Johanna had a summer outing planned for a few days. She'd be taking Mariella to Scrote. To do some historical digging around. What could be found out, at this distance, concerning her illustrious ancestor Sir Cecil Smith-Rhodes? She wanted to find out. And his birthplace would be a good start. She smiled. Uncle Charles was cagey about this. Maybe, she'd discover, with good reason.
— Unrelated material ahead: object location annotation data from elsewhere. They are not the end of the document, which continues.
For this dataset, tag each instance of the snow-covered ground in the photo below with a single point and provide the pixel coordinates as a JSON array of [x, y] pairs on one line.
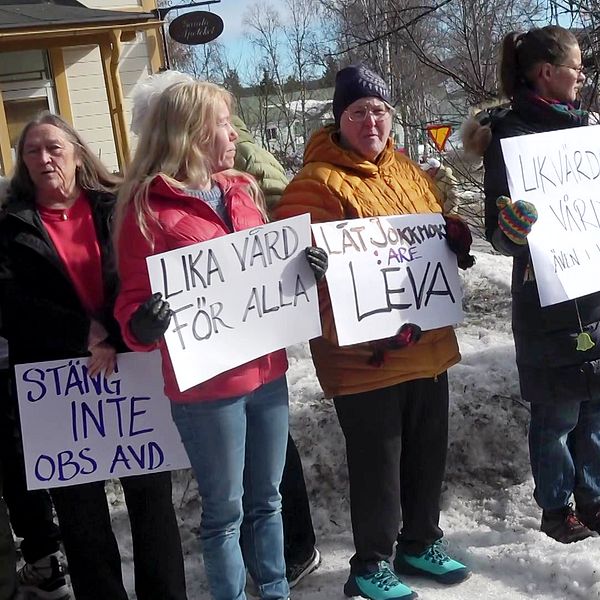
[[489, 516]]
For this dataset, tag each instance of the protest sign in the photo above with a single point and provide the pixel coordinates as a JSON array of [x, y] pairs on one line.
[[387, 271], [559, 173], [236, 298], [77, 428]]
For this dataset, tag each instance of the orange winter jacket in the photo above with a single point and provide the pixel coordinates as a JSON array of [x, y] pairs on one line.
[[337, 184]]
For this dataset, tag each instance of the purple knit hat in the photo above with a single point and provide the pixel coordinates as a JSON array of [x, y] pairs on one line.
[[354, 82]]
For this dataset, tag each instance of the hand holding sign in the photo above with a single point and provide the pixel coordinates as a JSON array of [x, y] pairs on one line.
[[459, 238], [408, 335], [103, 359], [150, 321], [317, 260]]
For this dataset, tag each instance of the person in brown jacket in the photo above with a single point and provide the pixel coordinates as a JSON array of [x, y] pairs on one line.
[[391, 396]]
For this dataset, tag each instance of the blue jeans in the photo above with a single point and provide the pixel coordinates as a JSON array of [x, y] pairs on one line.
[[564, 449], [237, 450]]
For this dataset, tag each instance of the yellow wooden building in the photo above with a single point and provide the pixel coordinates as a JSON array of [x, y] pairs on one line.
[[80, 61]]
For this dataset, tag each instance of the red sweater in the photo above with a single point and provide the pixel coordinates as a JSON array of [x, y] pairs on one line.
[[73, 234], [186, 220]]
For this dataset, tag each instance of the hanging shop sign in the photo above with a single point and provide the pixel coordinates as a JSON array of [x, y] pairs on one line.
[[197, 27]]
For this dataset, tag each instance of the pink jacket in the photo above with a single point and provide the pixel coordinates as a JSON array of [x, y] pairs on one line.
[[185, 220]]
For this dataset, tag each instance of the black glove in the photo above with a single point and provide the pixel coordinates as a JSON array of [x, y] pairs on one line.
[[317, 259], [459, 238], [408, 335], [150, 321]]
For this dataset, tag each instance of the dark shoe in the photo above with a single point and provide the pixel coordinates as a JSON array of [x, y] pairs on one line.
[[564, 526], [589, 515], [44, 579], [295, 572], [434, 563]]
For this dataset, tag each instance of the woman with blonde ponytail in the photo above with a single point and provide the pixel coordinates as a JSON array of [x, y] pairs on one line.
[[557, 346], [181, 189]]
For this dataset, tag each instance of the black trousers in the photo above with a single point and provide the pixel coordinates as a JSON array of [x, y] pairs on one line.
[[298, 533], [91, 547], [396, 446], [30, 512]]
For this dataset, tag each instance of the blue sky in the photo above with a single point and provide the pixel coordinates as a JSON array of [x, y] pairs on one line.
[[232, 13]]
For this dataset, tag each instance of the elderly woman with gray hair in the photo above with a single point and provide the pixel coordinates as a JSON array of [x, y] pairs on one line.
[[57, 290]]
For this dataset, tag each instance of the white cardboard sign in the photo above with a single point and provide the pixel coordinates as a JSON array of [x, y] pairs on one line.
[[236, 298], [559, 172], [387, 271], [77, 429]]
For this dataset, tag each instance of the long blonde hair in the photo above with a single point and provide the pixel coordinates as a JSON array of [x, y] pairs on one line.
[[175, 142]]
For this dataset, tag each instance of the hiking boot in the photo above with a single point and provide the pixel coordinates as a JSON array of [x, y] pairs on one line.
[[295, 572], [589, 515], [44, 579], [382, 584], [434, 564], [564, 526]]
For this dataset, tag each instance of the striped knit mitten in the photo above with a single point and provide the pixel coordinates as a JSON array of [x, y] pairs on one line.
[[516, 218]]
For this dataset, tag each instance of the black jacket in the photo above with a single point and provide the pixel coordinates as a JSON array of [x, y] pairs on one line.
[[42, 316], [544, 337]]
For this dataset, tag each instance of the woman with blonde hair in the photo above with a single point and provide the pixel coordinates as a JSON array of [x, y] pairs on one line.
[[557, 346], [57, 290], [180, 189]]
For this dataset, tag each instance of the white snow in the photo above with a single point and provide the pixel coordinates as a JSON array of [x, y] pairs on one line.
[[490, 518]]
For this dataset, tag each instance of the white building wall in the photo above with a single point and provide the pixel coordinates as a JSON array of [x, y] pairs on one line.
[[87, 92]]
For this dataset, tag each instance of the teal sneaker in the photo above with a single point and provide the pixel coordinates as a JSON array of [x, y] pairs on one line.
[[434, 563], [383, 584]]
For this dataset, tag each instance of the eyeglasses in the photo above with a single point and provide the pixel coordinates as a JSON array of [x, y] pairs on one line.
[[580, 69], [358, 115]]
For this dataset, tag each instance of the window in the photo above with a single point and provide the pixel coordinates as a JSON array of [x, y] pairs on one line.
[[27, 89]]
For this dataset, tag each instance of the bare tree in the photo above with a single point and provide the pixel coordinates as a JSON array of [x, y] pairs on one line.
[[266, 31]]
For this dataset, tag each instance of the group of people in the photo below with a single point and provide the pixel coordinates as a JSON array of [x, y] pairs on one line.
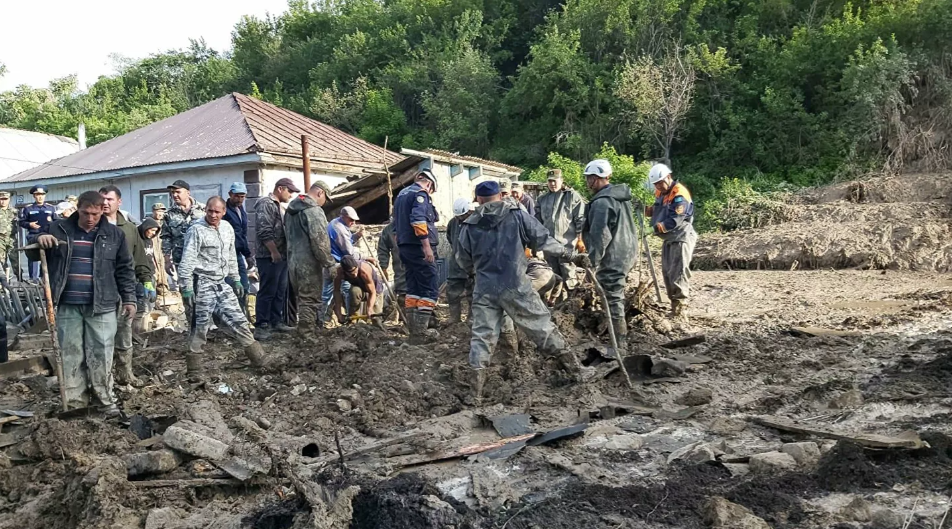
[[106, 271]]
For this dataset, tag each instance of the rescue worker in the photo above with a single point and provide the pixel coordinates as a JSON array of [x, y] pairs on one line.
[[36, 219], [366, 288], [672, 218], [492, 244], [112, 201], [387, 254], [562, 212], [415, 219], [612, 242], [8, 237], [309, 254], [211, 286], [459, 283], [185, 210]]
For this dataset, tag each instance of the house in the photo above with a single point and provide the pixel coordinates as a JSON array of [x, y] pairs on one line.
[[235, 138], [23, 149], [456, 175]]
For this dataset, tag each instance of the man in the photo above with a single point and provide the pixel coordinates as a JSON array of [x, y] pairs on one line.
[[90, 275], [611, 240], [208, 261], [492, 244], [415, 218], [8, 238], [343, 235], [562, 212], [523, 198], [309, 253], [459, 283], [112, 201], [387, 254], [272, 255], [236, 215], [36, 219], [672, 218], [365, 288], [185, 210]]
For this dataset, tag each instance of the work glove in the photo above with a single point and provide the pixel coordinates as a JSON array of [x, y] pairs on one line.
[[149, 291]]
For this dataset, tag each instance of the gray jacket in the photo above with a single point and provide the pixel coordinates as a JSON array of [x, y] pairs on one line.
[[562, 213], [492, 243], [609, 234]]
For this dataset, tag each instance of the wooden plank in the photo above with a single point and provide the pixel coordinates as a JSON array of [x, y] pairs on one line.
[[24, 365], [908, 439]]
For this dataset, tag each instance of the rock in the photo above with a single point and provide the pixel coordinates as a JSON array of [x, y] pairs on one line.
[[696, 397], [804, 453], [624, 442], [184, 437], [147, 463], [722, 514], [693, 453], [848, 399], [727, 426], [772, 462]]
It looked like being a nice summer.


(1) Unkind people listening to languages in the general Dutch continuum might be heard to make snide comments about the Frisian language family being not so much speech as the product of a throat infection. Flemish, as well as offering a gift name to the snarky, is spoken in Belgium, and attracts much comment of this kind. Tussentaal is the name given to an attempt to create a Standard Belgian dialect out of all the different idiolects in Belgian Flemish. (But as with BBC English, only really used by RTL and VRT). Sort of like Standard Received, or BBC English, in Britain. What you learn when researching... the idea is that as the world becomes smaller, the variant forms of an Ur-Nederlans language which have spent several hundred years getting away from each other will come back together again. Even Afrikaans.

(2) She wasn't surprised when the universal answer was "no".
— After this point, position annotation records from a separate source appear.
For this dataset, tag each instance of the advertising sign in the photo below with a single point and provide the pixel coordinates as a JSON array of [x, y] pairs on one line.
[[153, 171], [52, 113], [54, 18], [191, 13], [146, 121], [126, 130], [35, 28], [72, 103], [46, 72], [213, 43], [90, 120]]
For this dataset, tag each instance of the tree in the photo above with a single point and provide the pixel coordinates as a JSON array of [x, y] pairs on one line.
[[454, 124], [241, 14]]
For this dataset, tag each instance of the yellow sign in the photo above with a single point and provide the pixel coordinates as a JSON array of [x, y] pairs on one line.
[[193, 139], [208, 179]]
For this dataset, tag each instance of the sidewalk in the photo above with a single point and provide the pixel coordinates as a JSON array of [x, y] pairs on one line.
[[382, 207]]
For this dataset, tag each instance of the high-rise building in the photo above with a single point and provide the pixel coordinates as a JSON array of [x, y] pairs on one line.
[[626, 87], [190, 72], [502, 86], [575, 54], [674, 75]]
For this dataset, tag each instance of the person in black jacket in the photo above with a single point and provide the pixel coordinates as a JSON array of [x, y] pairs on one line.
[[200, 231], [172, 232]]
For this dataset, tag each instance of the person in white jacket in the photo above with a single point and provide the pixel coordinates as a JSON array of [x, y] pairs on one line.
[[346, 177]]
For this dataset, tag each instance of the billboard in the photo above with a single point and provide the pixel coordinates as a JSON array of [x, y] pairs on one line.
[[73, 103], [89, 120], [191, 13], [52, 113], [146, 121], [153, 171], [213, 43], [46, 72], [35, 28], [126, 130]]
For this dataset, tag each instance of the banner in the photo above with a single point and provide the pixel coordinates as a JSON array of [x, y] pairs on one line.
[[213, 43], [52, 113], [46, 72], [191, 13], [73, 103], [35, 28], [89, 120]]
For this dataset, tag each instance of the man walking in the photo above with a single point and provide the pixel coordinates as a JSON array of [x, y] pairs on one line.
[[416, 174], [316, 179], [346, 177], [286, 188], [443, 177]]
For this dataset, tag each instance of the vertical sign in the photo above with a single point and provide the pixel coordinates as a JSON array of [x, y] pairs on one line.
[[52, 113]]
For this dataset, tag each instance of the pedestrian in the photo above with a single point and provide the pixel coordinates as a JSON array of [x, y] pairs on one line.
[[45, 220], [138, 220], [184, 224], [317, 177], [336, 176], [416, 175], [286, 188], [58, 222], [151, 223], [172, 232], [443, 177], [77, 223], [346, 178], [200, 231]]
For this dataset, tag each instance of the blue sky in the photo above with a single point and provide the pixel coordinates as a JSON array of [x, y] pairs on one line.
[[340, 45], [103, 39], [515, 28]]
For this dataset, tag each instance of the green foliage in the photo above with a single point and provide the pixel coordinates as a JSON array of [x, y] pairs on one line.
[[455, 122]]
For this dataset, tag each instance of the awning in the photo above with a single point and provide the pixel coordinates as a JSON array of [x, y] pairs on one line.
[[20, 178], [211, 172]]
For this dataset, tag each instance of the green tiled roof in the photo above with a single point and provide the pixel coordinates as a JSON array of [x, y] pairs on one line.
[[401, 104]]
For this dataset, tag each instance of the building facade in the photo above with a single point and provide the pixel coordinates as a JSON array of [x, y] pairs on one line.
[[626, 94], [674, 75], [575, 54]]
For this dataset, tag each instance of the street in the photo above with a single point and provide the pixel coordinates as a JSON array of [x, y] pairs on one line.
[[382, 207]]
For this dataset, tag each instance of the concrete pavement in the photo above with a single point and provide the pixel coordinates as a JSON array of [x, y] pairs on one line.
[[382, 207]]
(3) She was equally unsurprised that the general opinion was that it should be much, much, higher. Even from privileged Names like Eorle and Venturi, already on indulgent family allowances. She had thought it prudent to point out that some people were being woefully unrealistic, and invited them to compare wishful thinking about having twenty dollars a week to most peoples' reality, in this city, being fifteen to twenty dollars a month.

(4) Some things are inevitable and mandated by narrative causality. Mrs Cake inevitably has cabbage on the go when conducting séances. It has been speculated that the smell of cooking cabbage is inseparable from English occultism. People like their Drawing Back of the Veil to be grounded in the reassuringly homely.

(5) Almost Real Ram's Skull, with big curly horns! Also available in Goat! Essential for the Magickal Practitioner. AM$1.99 from Boffo, on Tenth Egg Street!

(6) You know. The ones every school in creation insists their pupils make to "protect" the issued books, regardless of the fact they're often hopelessly ragged, creased, dog-eared and breoken-spined to begin with.